Li Qing, Schwender Holger, Louis Thomas A, Fallin M Daniele, Ruczinski Ingo
Statistical Genetics Section, National Human Genome Research Institute, National Institutes of Health, Baltimore, MD, USA.
Hum Hered. 2013;75(1):12-22. doi: 10.1159/000348789. Epub 2013 Mar 27.

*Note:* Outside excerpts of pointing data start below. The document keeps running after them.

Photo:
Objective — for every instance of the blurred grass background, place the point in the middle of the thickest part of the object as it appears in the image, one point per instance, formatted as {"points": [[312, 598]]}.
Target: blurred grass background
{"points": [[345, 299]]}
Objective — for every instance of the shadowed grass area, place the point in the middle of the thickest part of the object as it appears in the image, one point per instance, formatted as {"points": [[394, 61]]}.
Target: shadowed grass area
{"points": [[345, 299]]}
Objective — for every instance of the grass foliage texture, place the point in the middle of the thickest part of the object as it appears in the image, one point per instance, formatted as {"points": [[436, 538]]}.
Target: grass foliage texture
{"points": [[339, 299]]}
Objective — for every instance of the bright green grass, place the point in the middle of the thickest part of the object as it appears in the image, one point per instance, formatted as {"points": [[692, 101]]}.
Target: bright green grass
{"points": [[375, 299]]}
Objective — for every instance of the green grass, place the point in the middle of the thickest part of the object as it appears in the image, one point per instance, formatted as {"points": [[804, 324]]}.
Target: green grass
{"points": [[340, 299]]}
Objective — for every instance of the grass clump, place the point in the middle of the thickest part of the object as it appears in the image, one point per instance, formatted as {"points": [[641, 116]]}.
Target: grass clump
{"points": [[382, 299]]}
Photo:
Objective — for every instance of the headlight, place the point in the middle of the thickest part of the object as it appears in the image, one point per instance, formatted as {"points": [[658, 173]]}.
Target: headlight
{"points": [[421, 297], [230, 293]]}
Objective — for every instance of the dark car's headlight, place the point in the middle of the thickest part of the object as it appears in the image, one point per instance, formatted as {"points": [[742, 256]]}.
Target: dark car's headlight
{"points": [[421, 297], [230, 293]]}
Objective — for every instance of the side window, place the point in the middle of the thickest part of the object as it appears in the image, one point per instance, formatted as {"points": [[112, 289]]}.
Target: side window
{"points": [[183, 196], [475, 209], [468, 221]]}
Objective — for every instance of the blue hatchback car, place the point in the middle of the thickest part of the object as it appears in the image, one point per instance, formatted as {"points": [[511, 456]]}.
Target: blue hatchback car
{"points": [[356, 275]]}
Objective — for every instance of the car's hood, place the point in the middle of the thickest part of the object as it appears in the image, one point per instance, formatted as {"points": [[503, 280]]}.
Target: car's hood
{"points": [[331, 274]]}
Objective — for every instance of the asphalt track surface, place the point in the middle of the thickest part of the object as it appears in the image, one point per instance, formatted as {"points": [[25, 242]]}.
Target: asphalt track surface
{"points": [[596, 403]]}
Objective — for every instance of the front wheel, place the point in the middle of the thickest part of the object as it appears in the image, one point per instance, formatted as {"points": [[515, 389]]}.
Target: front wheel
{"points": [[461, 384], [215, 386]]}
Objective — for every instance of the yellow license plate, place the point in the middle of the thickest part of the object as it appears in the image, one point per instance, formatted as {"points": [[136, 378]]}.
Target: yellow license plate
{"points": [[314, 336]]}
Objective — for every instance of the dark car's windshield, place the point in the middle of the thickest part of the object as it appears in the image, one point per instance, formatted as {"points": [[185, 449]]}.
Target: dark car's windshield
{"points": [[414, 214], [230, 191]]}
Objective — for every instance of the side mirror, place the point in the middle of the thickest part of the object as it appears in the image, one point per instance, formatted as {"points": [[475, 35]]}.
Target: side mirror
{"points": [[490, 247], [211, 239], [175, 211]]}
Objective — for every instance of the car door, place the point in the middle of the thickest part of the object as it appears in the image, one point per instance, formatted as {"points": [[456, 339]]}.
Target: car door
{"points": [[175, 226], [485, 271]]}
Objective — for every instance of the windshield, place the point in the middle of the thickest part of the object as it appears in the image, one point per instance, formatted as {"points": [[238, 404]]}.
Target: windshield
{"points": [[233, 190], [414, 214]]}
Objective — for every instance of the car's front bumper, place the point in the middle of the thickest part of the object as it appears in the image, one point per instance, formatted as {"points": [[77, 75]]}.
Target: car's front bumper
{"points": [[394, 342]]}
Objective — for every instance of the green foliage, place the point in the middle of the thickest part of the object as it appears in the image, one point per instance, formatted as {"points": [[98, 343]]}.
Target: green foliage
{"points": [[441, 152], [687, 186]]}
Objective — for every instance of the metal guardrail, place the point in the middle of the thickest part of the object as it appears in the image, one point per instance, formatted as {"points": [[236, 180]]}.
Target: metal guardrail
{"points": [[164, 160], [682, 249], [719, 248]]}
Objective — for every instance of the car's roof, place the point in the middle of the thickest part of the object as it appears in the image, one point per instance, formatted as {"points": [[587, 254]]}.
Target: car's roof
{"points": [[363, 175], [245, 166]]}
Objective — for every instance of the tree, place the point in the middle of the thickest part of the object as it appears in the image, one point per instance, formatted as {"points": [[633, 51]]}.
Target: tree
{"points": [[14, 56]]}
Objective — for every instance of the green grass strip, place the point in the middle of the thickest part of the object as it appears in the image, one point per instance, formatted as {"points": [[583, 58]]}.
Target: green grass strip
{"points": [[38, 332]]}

Statistical approaches to evaluate interactions between single nucleotide polymorphisms (SNPs) and SNP-environment interactions are of great importance in genetic association studies, as susceptibility to complex disease might be related to the interaction of multiple SNPs and/or environmental factors. With these methods under active development, algorithms to simulate genomic data sets are needed to ensure proper type I error control of newly proposed methods and to compare power with existing methods. In this paper we propose an efficient method for a haplotype-based simulation of case-parent trios when the disease risk is thought to depend on possibly higher-order epistatic interactions or gene-environment interactions with binary exposures.
在基因关联研究中,评估单核苷酸多态性(SNP)之间的相互作用以及SNP与环境的相互作用的统计方法非常重要,因为复杂疾病的易感性可能与多个SNP和/或环境因素的相互作用有关。随着这些方法的积极发展,需要用于模拟基因组数据集的算法,以确保新提出方法的I型错误控制得当,并与现有方法比较效能。在本文中,我们提出了一种有效的方法,用于在疾病风险被认为取决于可能的高阶上位性相互作用或与二元暴露的基因-环境相互作用时,对病例-亲代三联体进行基于单倍型的模拟。